The Equality and Human Rights Commission (EHRC) told the Court of Appeal on 13 May that employers should, as far as is reasonable, make adjustments to support employees who are caring for disabled family members.
The case, in which the commission intervened as a third party to assist the court, involves Dr Christine Hainsworth and the Ministry of Defence (MOD).
Dr Hainsworth worked for the MOD and was stationed in Germany. She requested a transfer to the UK to enable her disabled daughter’s special educational needs to be met. However, her request was refused and she claimed unlawful disability discrimination.
Her claim had previously been rejected by the employment tribunal and the employment appeals tribunal.
The EHRC said a failure by an employer to make changes to working arrangements, known as ‘reasonable adjustments’, may well have a knock-on effect on a carer’s ability to continue working, and on a disabled person’s ability to train, find or retain work.
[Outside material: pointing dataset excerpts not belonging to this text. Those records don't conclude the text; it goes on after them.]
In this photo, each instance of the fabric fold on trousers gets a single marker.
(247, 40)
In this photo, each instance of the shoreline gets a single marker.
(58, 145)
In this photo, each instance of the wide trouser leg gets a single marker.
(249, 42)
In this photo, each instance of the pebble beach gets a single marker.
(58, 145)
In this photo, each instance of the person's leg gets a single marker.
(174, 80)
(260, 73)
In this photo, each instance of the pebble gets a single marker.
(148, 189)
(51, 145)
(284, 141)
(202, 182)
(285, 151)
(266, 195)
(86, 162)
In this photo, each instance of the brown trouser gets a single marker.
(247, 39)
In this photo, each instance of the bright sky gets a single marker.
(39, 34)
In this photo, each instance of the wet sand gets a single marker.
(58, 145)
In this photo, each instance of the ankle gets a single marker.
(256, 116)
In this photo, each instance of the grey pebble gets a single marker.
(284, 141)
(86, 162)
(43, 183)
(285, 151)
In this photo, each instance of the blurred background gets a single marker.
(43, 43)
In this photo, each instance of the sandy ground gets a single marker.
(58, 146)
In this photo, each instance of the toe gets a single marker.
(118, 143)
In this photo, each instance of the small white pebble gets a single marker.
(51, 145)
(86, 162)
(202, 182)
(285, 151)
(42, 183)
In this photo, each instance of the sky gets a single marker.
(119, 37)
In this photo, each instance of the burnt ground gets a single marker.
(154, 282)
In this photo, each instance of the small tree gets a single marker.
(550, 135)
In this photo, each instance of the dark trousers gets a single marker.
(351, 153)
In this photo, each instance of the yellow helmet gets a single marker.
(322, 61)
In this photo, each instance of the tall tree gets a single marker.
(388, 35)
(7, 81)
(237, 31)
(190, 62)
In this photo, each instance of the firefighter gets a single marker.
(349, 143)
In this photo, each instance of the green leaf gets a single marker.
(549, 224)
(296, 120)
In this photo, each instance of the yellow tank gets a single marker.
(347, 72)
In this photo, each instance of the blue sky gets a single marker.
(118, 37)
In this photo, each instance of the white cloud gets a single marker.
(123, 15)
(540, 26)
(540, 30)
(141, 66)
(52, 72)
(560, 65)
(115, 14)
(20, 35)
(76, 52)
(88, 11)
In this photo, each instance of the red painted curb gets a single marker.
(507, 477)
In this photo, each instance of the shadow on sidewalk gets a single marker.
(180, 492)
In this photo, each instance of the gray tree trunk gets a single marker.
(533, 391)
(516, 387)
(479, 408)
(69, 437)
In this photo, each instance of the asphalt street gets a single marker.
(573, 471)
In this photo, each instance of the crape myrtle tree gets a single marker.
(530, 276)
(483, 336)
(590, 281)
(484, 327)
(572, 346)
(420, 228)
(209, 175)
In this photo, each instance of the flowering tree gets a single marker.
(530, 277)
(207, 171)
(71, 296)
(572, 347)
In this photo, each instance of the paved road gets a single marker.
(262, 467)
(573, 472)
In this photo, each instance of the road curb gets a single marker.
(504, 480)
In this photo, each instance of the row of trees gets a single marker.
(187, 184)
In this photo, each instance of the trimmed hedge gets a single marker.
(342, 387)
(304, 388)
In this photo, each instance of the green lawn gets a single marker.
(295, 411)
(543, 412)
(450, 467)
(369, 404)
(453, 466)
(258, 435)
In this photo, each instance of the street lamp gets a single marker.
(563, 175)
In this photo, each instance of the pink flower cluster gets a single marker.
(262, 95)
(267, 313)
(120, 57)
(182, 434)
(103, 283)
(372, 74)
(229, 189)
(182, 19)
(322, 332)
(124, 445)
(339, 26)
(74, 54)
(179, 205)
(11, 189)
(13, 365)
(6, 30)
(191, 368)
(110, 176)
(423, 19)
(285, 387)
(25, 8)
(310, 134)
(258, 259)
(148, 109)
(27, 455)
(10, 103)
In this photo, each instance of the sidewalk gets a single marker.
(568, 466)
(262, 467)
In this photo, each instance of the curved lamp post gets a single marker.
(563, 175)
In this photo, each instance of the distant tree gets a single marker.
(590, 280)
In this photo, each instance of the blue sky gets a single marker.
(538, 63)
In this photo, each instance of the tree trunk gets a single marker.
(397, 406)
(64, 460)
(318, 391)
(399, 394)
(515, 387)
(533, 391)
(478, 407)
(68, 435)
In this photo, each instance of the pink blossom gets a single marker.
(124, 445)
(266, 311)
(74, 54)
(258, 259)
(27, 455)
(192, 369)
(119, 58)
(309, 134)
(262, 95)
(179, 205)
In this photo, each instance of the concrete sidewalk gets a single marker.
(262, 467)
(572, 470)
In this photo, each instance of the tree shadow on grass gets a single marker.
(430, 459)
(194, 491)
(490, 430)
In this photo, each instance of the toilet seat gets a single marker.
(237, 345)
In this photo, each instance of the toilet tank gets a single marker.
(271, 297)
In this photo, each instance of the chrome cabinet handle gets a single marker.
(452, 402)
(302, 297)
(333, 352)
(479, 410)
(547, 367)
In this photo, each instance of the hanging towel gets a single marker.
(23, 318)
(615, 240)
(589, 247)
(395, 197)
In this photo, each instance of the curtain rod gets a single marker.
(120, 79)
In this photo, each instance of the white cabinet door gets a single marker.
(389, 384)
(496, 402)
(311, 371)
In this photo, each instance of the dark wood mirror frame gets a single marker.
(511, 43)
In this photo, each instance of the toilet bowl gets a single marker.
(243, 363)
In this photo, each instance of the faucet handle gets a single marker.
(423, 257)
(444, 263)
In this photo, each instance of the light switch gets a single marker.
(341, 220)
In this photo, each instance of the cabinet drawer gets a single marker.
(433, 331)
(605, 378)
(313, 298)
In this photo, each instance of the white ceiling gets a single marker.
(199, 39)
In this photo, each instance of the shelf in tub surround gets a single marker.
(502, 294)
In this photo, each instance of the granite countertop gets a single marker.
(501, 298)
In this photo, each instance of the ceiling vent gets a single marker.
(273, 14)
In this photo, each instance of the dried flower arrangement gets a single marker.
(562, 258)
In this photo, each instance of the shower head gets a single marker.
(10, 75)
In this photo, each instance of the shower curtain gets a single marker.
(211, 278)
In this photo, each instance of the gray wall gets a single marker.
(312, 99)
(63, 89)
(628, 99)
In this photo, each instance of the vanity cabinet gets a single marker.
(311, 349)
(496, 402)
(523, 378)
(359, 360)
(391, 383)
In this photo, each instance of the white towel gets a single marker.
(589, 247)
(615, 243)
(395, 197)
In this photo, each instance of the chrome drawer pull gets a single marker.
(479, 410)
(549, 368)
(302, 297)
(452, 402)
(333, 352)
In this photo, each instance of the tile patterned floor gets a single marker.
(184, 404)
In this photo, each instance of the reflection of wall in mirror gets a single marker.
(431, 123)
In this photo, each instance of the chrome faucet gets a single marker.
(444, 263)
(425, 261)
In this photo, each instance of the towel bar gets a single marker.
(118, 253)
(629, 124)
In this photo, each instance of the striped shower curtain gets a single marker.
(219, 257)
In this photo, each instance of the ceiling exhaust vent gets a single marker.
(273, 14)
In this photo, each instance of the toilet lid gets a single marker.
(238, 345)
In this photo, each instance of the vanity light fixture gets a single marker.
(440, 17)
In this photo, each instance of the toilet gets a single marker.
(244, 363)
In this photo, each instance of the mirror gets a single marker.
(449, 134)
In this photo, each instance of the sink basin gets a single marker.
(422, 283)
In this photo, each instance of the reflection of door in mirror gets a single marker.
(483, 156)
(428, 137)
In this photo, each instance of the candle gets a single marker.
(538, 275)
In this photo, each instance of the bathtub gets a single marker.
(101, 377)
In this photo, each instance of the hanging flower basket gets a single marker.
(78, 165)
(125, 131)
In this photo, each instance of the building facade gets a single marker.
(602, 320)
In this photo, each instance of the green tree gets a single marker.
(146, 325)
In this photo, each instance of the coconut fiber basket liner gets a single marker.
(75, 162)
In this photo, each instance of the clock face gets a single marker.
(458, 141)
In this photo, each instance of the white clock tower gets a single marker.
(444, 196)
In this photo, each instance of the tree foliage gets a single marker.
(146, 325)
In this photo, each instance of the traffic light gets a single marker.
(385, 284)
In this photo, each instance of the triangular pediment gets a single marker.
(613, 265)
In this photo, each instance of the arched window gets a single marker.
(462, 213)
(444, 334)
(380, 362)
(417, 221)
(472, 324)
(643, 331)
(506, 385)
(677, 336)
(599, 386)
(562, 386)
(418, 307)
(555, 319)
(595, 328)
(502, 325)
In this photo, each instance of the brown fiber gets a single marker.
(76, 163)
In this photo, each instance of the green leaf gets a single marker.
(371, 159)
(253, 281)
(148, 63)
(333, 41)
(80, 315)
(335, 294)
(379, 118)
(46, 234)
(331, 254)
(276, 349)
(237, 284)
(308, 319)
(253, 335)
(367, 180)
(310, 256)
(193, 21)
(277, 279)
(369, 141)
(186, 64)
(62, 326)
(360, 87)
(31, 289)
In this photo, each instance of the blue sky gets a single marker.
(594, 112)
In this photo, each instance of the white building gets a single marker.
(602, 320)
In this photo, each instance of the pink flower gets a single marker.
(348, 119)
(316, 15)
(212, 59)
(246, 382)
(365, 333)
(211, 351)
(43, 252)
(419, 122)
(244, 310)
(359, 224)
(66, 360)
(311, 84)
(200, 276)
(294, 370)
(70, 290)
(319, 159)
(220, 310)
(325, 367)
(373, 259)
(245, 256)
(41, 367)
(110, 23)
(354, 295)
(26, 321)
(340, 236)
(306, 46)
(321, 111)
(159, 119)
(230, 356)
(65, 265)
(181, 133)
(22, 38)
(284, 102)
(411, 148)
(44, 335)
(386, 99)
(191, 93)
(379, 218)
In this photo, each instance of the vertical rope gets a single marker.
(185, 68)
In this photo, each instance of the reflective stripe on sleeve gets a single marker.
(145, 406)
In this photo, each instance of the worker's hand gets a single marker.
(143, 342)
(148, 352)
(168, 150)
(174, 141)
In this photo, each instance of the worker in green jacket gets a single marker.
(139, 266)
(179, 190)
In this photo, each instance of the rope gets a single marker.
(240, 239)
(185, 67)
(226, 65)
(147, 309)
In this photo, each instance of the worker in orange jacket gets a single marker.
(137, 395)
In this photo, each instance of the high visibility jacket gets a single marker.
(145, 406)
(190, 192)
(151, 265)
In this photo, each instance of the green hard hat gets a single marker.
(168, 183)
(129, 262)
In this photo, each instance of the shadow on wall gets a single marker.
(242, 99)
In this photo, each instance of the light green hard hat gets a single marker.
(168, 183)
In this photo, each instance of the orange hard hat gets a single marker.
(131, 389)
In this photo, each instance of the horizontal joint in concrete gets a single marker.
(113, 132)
The commission asked the court to consider whether EU legislation obliges an employer to make ‘reasonable adjustments’ where they are required to accommodate the needs of a disabled person who is cared for by the employee and, if so, whether EU directives can be read into the Equality Act 2010.
Rebecca Hilsenrath, chief legal officer at the Equality and Human Rights Commission, said: “Equality and human rights legislation is here to protect everyone and the duty to make reasonable adjustments should benefit everyone.
“There are three million employees in England and Wales who provide huge value and a vital service to the country as unpaid carers. Many of them look after disabled family members.
“Carers also provide value to their employers and research suggests that a flexible approach to supporting employees with family responsibilities increases productivity and enhances employee commitment.
“In this way, carers achieve a decent work-life balance and employers continue to derive the economic benefit of motivated, experienced staff.”